= Parsissaet =

Local Greenlandic councils

The parsissaet, (sometimes translated as local councils or guardian councils) were a form of local council in Greenland between 1857 and 1911. They were created by the Royal Greenland Trading Department (KGH).

==1840 Commission==
In 1840, a government commission investigating the Greenland trade issued a report proposing that the KGH be operated on a non-profit basis, reïnvesting any surplus towards benefiting the native Greenlanders; this was accepted, although the company reserved the right to interest on the government's investment into Greenland. The prices paid for native goods – principally sealskins and whale blubber – were raised and expenditures on education (two teacher training colleges and scholarships for study in Denmark) and health care (an additional doctor) increased.

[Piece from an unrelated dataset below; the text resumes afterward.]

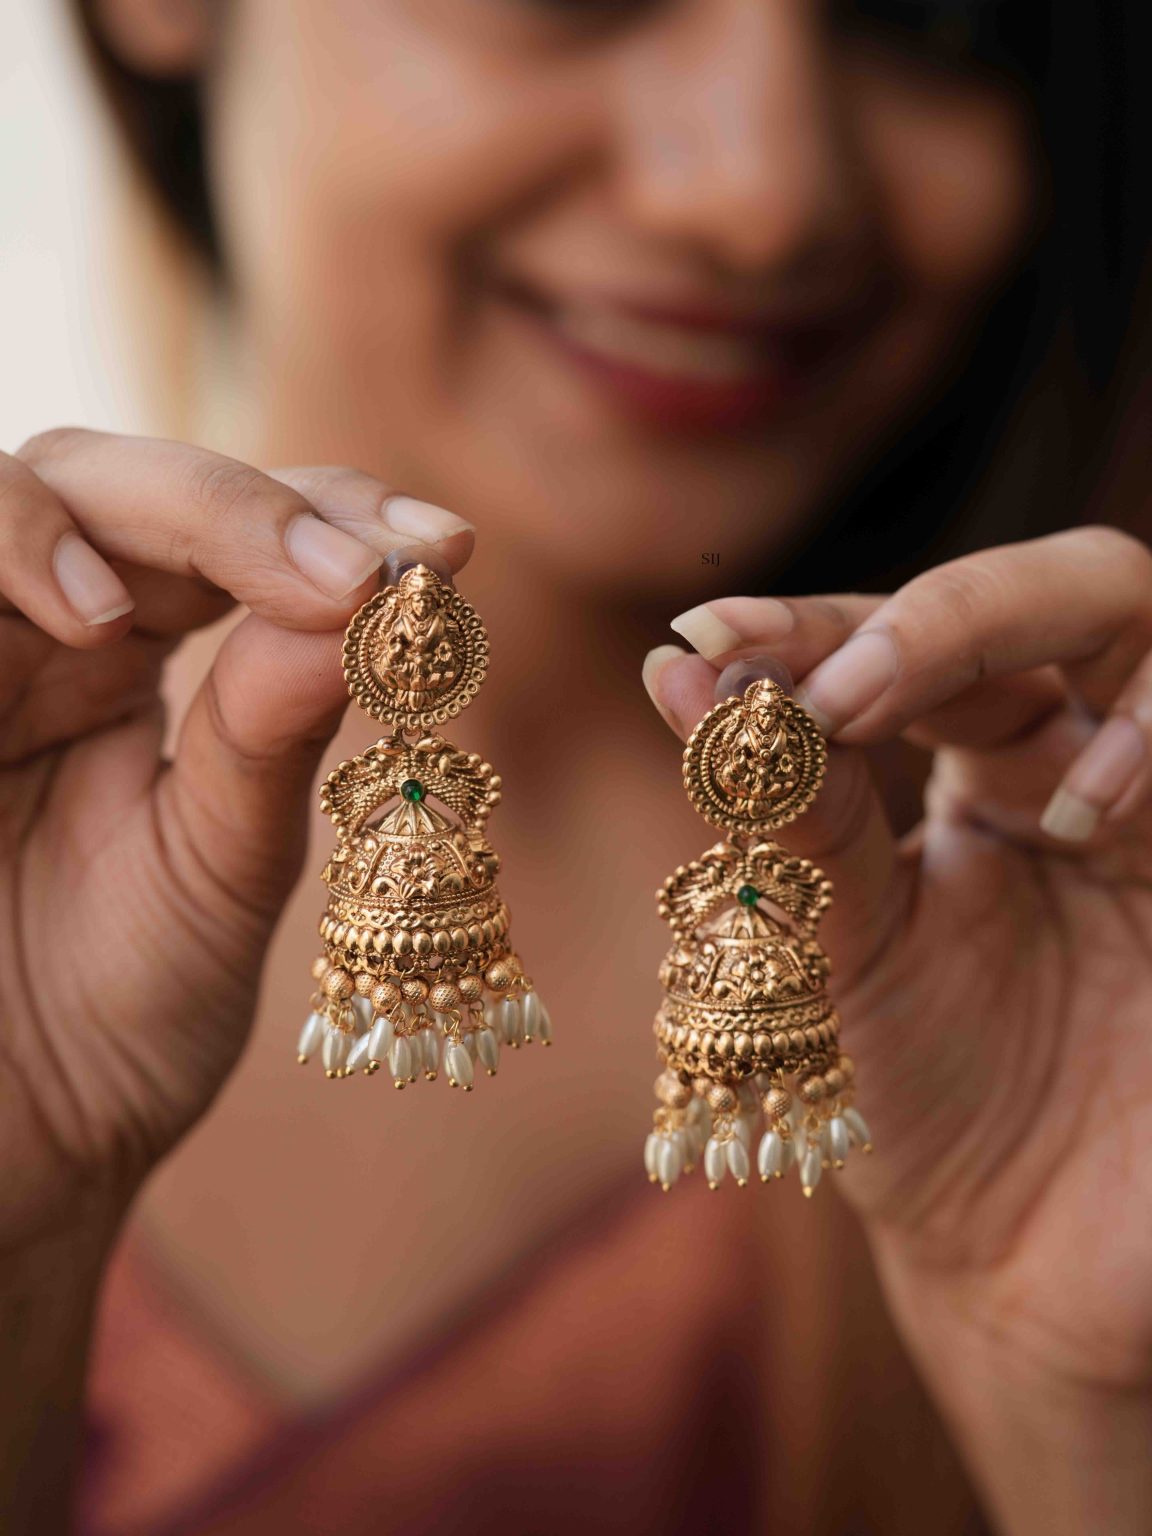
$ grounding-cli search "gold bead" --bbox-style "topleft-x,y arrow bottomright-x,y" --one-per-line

==Parsissaet established==
The parsissaet, headed by the local Lutheran priest and KGH factor and composed of appointed Greenlanders, were established experimentally in 1857 and permanently in 1861. The councils were granted control of one-fifth of the area's profits and in exchange took over poor relief, which had previously been the responsibility of the KGH. Profits left unspent by the parsissaet were divided among the local Inuit hunters on the basis of their catch.

==Jurisdiction==
The parsissaet also had jurisdiction over local civil suits and misdemeanors among Greenlanders, although felonies were simply investigated and left for the royal governor to decide. The only written laws were that the following actions were illegal:

1. Unauthorized use of property belonging to others, such as using their tools without permission; damaging such tools; keeping other hunters' catches without payment; taking possession of driftwood which another person had already dragged above the high water mark;

2. Simple theft and evident disobedience to the authorities;

3. Capital crimes such as manslaughter and other serious offenses such as the concealment of births.

In other cases, the law was customary, following Inuit traditions or decisions made by the administrators to address some new problem (for instance, the 1890 banning of Greenlandic women from boarding visiting ships after severe venereal disease outbreaks).

==Parsissaet dissolved==
The parsissaet were dissolved in 1911 during the process of the Danish Ministry of the Interior taking over colonial administration from the KGH; in their place, local municipal councils were created.